Or, la querelle partit de là. Quelqu'un ayant avancé qu'une telle transformation chez les Barbares du Nord avait été due à l'effort de la civilisation occitane, celle des cours d'amour du Languedoc, peu à peu assimilée par ses vainqueurs. Aussitôt tout le monde se prononça.

La contrepartie des connaissances variées et de l'érudition de la plupart des personnes présentes était que chacun savait de quoi il discourait. D'où un feu roulant de précisions historiques, théologiques ou politiques, qui fusèrent afin d'étayer ou démolir la thèse émise et l'on se retrouva vite au temps de Charlemagne, puis à celui de l'époque romaine quand les Césars s'étaient engoués de ces terres récentes du sud de la Gaule où régnait la « prima lingua occitana ».

Cela avait donné le royaume de Provence. La subdivision d'Aquitaine et du Languedoc ne changeait rien à ce que les mœurs et la langue, demeurée très latine, fussent les mêmes. Au Xe siècle, les Arabes en allant jusqu'à Narbonne et en y demeurant plus d'un demi-siècle avaient appris aux Provençaux du Sud-Ouest des plaisirs plus doux et plus raffinés, les sciences, la poésie... De ces apports était née une civilisation charmante et riche, que personnifiaient dans sa forme doctorale les cours d'amour des troubadours, maîtres à penser, grands esprits, grands poètes. En ce royaume, les litiges se réglaient avec courtoisie.

– À leur façon, coupa M. Haubourg interrompant le major Sabanac qui avec lyrisme venait de tracer un tableau succinct mais hautement coloré du passé de sa province, vous ne me direz pas que dans ces cours d'amour où, paraît-il, on apprenait à copuler, la mystique...

– On apprenait aussi à parler galamment aux dames, à leur « faire la cour »... En ce royaume, les litiges se réglaient avec courtoisie, justice. Les classes inférieures elles-mêmes étaient très peu grossières. Il était de réputation qu'un laboureur d'Aquitaine avait plus d'aisance, de lettres, et de beau langage, qu'un baron normand, ou bourguignon, répondit M. de Dorillac, un officier du régiment de Carignan.

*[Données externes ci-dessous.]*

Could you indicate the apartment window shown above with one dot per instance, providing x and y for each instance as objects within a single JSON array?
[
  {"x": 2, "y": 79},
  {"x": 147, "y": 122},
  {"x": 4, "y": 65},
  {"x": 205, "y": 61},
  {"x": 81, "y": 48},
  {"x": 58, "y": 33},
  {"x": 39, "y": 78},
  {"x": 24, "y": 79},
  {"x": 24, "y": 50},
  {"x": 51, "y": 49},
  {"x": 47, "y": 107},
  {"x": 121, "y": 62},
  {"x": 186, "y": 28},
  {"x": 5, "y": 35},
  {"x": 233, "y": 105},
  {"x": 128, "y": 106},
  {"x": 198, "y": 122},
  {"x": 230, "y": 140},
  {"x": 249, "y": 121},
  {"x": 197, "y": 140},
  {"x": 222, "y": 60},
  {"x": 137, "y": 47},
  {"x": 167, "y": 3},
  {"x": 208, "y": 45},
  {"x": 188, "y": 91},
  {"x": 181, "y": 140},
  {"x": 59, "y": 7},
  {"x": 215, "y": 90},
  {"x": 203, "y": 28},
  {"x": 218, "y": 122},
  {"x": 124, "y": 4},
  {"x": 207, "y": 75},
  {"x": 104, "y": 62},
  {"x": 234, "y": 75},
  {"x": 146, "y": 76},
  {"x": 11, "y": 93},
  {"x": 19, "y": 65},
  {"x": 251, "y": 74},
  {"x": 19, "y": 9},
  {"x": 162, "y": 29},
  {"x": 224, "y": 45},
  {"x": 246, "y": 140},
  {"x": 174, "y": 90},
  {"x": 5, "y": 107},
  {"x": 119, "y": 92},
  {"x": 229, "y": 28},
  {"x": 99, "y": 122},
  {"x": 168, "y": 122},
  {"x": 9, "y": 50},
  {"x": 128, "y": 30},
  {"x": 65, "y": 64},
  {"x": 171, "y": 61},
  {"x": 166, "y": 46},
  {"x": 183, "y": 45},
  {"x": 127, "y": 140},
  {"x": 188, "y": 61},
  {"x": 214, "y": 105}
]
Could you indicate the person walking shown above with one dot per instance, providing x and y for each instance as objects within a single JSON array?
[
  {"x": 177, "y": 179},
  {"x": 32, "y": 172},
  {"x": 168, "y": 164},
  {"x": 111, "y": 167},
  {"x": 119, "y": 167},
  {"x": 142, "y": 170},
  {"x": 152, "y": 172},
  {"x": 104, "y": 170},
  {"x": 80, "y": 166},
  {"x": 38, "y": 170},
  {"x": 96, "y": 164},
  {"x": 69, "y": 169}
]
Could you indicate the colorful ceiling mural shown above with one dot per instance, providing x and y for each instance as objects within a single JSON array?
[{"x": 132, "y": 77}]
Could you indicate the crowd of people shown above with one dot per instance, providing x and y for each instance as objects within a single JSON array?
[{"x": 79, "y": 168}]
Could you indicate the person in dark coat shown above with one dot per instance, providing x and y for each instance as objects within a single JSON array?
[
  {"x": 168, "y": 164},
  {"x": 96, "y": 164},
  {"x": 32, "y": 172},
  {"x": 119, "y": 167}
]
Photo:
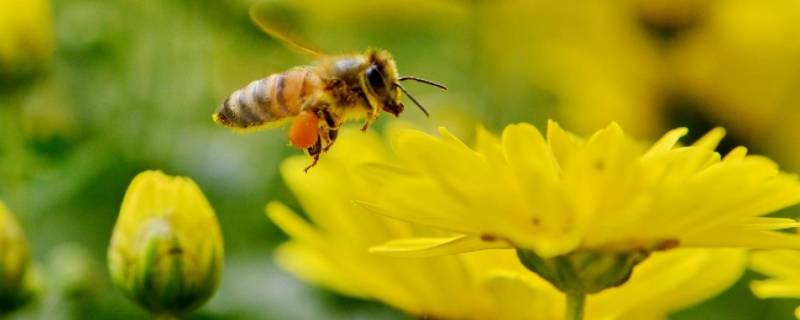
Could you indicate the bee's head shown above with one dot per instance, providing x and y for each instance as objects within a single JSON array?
[{"x": 382, "y": 83}]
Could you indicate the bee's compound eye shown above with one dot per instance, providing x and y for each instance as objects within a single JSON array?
[
  {"x": 305, "y": 130},
  {"x": 375, "y": 78}
]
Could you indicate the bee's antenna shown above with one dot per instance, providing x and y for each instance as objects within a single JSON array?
[
  {"x": 414, "y": 100},
  {"x": 428, "y": 82}
]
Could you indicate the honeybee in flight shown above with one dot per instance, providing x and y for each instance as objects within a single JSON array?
[{"x": 320, "y": 97}]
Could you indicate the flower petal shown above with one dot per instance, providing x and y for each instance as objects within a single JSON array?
[{"x": 430, "y": 247}]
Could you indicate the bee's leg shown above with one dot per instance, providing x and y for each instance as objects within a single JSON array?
[
  {"x": 314, "y": 152},
  {"x": 368, "y": 122},
  {"x": 332, "y": 134},
  {"x": 331, "y": 131}
]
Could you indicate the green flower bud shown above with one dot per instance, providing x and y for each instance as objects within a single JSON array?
[
  {"x": 19, "y": 283},
  {"x": 166, "y": 250}
]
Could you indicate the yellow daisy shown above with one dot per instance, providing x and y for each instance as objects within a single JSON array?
[
  {"x": 783, "y": 269},
  {"x": 331, "y": 250},
  {"x": 565, "y": 194},
  {"x": 581, "y": 213}
]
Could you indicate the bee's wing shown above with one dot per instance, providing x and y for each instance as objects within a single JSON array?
[{"x": 266, "y": 15}]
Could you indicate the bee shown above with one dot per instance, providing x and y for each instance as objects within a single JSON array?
[{"x": 318, "y": 98}]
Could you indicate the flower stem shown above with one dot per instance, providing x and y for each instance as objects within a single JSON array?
[{"x": 575, "y": 306}]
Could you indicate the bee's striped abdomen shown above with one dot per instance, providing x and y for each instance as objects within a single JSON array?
[{"x": 266, "y": 100}]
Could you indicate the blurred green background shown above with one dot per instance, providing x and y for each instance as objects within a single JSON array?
[{"x": 91, "y": 93}]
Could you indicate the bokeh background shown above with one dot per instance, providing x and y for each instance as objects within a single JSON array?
[{"x": 93, "y": 92}]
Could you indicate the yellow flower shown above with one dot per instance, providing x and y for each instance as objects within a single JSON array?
[
  {"x": 18, "y": 280},
  {"x": 26, "y": 34},
  {"x": 783, "y": 269},
  {"x": 331, "y": 250},
  {"x": 607, "y": 193},
  {"x": 166, "y": 250},
  {"x": 740, "y": 64}
]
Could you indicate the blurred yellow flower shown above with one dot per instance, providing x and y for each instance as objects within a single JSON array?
[
  {"x": 608, "y": 193},
  {"x": 26, "y": 34},
  {"x": 331, "y": 250},
  {"x": 166, "y": 250},
  {"x": 783, "y": 269},
  {"x": 594, "y": 58},
  {"x": 740, "y": 65},
  {"x": 18, "y": 281}
]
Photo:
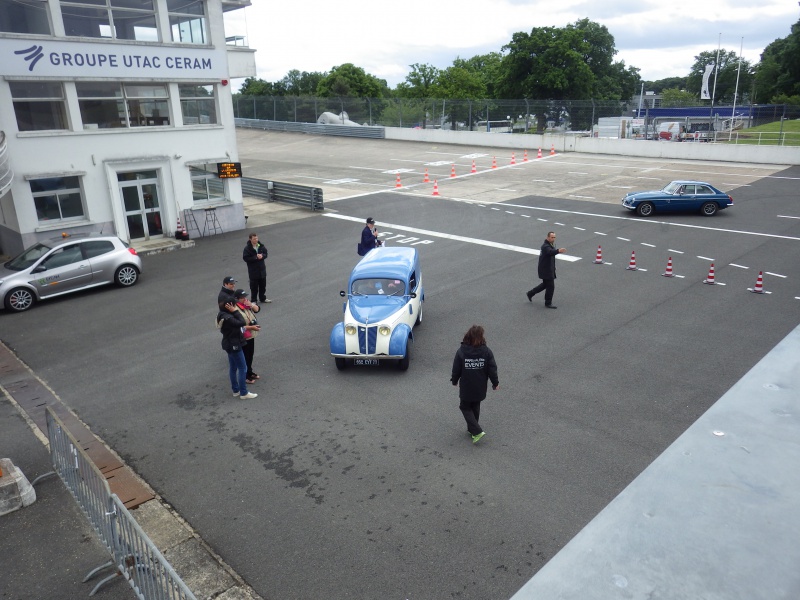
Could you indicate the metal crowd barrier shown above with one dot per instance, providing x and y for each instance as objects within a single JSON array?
[
  {"x": 134, "y": 556},
  {"x": 275, "y": 191}
]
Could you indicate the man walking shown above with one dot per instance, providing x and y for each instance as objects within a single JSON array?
[
  {"x": 255, "y": 255},
  {"x": 547, "y": 271}
]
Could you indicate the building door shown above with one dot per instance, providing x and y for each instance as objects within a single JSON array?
[{"x": 140, "y": 198}]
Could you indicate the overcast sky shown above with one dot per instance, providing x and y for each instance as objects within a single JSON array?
[{"x": 661, "y": 38}]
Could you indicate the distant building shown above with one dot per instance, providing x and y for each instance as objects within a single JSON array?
[{"x": 115, "y": 117}]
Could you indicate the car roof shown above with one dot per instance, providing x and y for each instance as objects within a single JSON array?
[{"x": 393, "y": 262}]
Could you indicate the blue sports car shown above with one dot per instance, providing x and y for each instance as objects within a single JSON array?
[{"x": 685, "y": 196}]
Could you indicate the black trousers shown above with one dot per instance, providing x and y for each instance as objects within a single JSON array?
[
  {"x": 471, "y": 412},
  {"x": 249, "y": 349},
  {"x": 549, "y": 287},
  {"x": 258, "y": 289}
]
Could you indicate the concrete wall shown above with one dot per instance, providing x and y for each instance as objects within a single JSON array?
[{"x": 772, "y": 155}]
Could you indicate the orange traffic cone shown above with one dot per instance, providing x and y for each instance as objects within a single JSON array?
[
  {"x": 668, "y": 272},
  {"x": 710, "y": 279},
  {"x": 632, "y": 265},
  {"x": 759, "y": 289}
]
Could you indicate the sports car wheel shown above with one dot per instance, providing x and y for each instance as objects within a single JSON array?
[
  {"x": 126, "y": 275},
  {"x": 709, "y": 209},
  {"x": 19, "y": 299},
  {"x": 402, "y": 364}
]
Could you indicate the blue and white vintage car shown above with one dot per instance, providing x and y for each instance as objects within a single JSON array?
[{"x": 384, "y": 302}]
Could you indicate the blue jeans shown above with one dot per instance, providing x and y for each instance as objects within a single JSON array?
[{"x": 238, "y": 372}]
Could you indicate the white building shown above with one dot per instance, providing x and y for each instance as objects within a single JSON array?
[{"x": 116, "y": 114}]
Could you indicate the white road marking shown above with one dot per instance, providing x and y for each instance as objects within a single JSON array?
[{"x": 457, "y": 238}]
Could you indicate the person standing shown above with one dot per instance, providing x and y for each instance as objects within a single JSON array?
[
  {"x": 247, "y": 310},
  {"x": 369, "y": 237},
  {"x": 232, "y": 326},
  {"x": 473, "y": 367},
  {"x": 255, "y": 255},
  {"x": 547, "y": 271}
]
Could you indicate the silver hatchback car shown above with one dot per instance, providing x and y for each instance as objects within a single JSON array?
[{"x": 67, "y": 264}]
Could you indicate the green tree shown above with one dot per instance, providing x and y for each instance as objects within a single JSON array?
[
  {"x": 779, "y": 69},
  {"x": 724, "y": 87},
  {"x": 347, "y": 80},
  {"x": 674, "y": 97}
]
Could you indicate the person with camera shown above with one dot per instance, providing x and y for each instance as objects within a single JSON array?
[
  {"x": 247, "y": 310},
  {"x": 232, "y": 326},
  {"x": 369, "y": 238}
]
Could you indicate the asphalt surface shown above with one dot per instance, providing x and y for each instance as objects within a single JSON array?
[{"x": 363, "y": 483}]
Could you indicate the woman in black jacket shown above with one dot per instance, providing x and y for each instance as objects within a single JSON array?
[{"x": 473, "y": 366}]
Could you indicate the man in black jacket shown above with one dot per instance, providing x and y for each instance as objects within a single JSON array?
[
  {"x": 547, "y": 271},
  {"x": 473, "y": 366},
  {"x": 255, "y": 255}
]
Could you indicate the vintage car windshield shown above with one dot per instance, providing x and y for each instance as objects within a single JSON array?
[
  {"x": 27, "y": 258},
  {"x": 378, "y": 286}
]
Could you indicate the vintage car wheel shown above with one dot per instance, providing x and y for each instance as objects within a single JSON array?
[
  {"x": 709, "y": 209},
  {"x": 402, "y": 364},
  {"x": 19, "y": 299},
  {"x": 126, "y": 275}
]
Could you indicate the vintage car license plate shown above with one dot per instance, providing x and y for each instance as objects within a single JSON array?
[{"x": 370, "y": 362}]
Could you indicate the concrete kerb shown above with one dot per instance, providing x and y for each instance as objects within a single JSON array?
[{"x": 204, "y": 572}]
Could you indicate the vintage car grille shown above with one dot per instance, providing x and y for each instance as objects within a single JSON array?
[{"x": 366, "y": 339}]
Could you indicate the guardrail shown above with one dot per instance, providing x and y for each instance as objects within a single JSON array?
[
  {"x": 134, "y": 556},
  {"x": 289, "y": 193},
  {"x": 364, "y": 131}
]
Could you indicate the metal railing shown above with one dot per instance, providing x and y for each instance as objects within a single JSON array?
[
  {"x": 134, "y": 556},
  {"x": 289, "y": 193}
]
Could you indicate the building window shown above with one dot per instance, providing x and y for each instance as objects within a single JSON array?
[
  {"x": 187, "y": 21},
  {"x": 206, "y": 186},
  {"x": 57, "y": 198},
  {"x": 113, "y": 19},
  {"x": 24, "y": 16},
  {"x": 198, "y": 104},
  {"x": 107, "y": 105},
  {"x": 39, "y": 105}
]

Les fronts s'assombrirent, essayant de rétablir l'équité. La conversation se maintenait dans les limites de la bienséance. On laissait la partie belle aux gens du Sud car beaucoup de fonctionnaires parmi les « hommes du Nord » se souvenaient à temps que leur gouverneur, lui aussi, était gascon. Mieux valait ronger son frein que risquer d'irriter la susceptibilité méridionale d'un puissant.

– Terre élégiaque soit ! dit Carlon, mais qui par trop d'aménité entraînait des abus, des faiblesses... Indifférence ou respect de l'autre ? Les sectes, les hérésies y étaient tolérées et ne se privaient de se multiplier, bafouant la doctrine de l’Église. Jusqu'à ces sombres Cathares, dans l'Albigeois, et qui se présentaient comme l'envers de la civilisation libérale et sensuelle dont ils étaient issus, car ils professaient que, le monde matériel étant l'expression du mal, il y avait péché à vivre et surtout à procréer.

– N'était-ce pas le devoir de l’Église que de réduire cette immonde hérésie ?

Les Cathares étaient fervents, purs et ne gênaient personne, ripostèrent les Gascons, ils avaient servi de prétexte à la voracité des gens du Nord.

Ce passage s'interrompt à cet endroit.